H.F. 778 was discussed again Tuesday during a meeting of the Minnesota House of Representatives’ State Government Finance and Elections Committee.
The bill would legalize and authorize retail and online sports betting in Minnesota and put it under the control of the state’s Native American tribes. On Tuesday, the proposed legislation was nudged a little closer to becoming law, following a similar approval last week.
“This is an idea whose time has come,” said Democratic-Farmer-Labor Rep. Zack Stephenson, one of H.F. 778's authors, during Tuesday’s meeting.
A new age
Yet the bill only just made any further progress at all.

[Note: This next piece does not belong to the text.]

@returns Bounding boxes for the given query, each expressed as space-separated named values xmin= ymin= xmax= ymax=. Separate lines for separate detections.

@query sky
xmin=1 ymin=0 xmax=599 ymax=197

While members of the State Government Finance and Elections Committee did refer H.F. 778 to the House's judiciary committee, it was only a 7-5 vote in favor of the move.

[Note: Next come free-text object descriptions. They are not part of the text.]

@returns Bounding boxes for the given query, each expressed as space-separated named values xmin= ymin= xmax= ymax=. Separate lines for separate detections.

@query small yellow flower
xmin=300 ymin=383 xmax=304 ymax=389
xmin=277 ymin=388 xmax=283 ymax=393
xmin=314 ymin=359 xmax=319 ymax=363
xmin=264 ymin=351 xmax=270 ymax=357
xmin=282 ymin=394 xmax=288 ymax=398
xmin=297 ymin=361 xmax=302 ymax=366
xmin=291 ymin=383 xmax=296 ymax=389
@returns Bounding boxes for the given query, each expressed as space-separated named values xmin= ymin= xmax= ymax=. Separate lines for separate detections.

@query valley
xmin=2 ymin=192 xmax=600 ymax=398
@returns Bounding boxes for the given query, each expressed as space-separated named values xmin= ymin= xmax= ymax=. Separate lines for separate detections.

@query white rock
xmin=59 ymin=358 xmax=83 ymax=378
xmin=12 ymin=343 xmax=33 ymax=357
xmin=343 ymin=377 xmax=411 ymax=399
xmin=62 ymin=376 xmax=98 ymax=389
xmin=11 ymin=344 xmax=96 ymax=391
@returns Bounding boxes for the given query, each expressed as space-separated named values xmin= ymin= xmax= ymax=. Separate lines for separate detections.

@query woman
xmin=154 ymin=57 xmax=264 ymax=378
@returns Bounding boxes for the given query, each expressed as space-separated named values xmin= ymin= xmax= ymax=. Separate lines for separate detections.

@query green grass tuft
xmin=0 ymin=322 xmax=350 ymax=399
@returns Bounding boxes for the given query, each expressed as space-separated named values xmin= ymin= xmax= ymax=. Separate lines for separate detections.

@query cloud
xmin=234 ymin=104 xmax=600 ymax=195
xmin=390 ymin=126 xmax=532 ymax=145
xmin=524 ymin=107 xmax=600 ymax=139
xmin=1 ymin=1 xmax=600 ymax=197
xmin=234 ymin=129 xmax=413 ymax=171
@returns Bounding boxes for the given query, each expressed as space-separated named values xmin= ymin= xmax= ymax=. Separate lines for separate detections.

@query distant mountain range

The decision followed lawmakers and interested parties voicing various concerns about the bill during Tuesday's meeting, which was broken up into morning and afternoon sessions.

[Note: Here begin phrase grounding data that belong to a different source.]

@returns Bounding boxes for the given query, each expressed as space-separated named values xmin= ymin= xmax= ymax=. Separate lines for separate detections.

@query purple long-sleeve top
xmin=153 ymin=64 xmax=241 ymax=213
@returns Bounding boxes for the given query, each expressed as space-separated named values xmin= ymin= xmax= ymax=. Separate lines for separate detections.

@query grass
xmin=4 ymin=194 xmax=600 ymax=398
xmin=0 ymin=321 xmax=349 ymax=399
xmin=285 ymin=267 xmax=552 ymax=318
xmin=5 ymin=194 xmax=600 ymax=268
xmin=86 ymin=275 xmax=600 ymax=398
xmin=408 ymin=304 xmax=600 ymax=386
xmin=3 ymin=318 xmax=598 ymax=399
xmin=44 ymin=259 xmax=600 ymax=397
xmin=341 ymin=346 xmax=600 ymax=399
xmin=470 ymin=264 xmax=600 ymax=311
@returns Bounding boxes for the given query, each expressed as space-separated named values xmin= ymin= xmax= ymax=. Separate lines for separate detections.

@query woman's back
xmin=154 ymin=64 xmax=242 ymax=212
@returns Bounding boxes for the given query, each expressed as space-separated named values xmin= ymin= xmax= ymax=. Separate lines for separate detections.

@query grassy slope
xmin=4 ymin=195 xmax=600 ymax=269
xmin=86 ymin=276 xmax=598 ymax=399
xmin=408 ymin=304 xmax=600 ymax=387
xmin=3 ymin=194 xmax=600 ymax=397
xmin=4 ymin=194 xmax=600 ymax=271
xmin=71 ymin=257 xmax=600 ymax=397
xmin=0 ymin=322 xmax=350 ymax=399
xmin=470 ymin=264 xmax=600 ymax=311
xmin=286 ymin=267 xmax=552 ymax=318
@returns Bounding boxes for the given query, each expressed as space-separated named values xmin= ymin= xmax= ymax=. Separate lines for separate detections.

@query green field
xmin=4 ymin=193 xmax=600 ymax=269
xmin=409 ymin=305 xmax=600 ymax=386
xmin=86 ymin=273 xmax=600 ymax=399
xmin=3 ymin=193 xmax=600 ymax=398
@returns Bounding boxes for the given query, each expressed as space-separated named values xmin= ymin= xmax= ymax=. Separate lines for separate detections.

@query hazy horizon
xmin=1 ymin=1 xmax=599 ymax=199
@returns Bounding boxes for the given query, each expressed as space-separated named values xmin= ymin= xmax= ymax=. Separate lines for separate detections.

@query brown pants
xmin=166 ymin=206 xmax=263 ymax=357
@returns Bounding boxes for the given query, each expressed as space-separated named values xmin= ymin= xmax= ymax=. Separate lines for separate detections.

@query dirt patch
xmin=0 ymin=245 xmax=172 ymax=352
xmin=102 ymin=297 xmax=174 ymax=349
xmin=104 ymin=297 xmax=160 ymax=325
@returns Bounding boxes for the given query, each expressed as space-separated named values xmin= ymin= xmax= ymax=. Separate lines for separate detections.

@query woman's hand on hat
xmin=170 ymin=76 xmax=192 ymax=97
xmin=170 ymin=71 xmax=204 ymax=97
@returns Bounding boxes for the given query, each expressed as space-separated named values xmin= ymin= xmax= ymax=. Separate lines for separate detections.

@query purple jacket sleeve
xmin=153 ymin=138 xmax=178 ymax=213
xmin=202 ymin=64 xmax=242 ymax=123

Before the vote, Stephenson acknowledged hearing a desire from fellow lawmakers to increase the legal age for mobile betting in the bill from its proposed level of 18 years old to the more typically used 21 years old.
“We've been exploring a lot of different opportunities for how to do that,” Stephenson said Tuesday morning. “But I think we've just in the last day or so reached a conclusion that the age should be 21.”
While Stephenson said they reached that conclusion too late to meet the deadline to propose amendments during Tuesday’s meeting, he told members that he would do so at the bill’s next stop, which is the judiciary committee. The legislation will have to visit several other committees as well before a whole House vote.
H.F. 778 would usher in the biggest change to the state’s gambling laws in 40 years, Stephenson said. It would also mean that Minnesota would join its neighbors in having some form of legal sports betting — at the moment, the Land of 10,000 Lakes is the lone holdout in its neck of the woods.
The legislation supported by Stephenson would allow for two “master” mobile sports betting licenses with 20-year terms, which would go to the state’s Native American tribes. The tribes could then receive up to 11 operator permits for online sportsbooks and could partner with third-party platform providers to conduct that mobile wagering.
“This bill includes both brick-and-mortar sports betting at tribal casinos as well as statewide mobile sports betting operated by the tribes in partnership with commercial operators,” Stephenson reiterated on Tuesday. “To put that in plain terms, if this bill passes, Minnesotans will be able to visit sports betting lounges at casinos all across Minnesota and they'll also be able to wager on sports on their smartphones anywhere in the state.”
Nevertheless, H.F. 778 is already attracting some pushback because of more than just its proposed legal age for online wagering. There is also another campaign to legalize sports betting in the state Senate, which has yet to ramp up.
No small problem
Among the concerns raised on Tuesday was problem gambling. Jake Grassel of Citizens Against Gambling Expansion (CAGE) said H.F. 778 poses a serious risk to state finances as increased addiction could increase related costs, such as those tied to crime, unemployment, and bankruptcy.
“We do appreciate the author's assurances to increase the gambling age on mobile gambling to 21,” Grassel told the committee. “However, by creating a marketplace for this next generation to gamble from their couch, coffee shop or dorm room, we are creating a generation that will lose their hard-earned monies and likely their future to betting on entertainment.”
Stephenson told the committee that technically illegal sports betting is already happening in the state and that 40% of the tax revenue generated by legalization would go to treating problem gambling.
“We need to be honest here: most people can gamble without issue, but for a small subset it is a real problem,” he said. “We would devote more resources than ever before to confronting this problem.”
H.F. 778 was amended Tuesday in a way that Stephenson said would flesh out Minnesota Amateur Sports Commission grant programs that would be funded with half of the tax revenue received from sports betting.
Those grants will help “promote the integrity of amateur sports and … promote participation in sports in areas that have experienced a high rate of juvenile crime,” a summary of the bill says.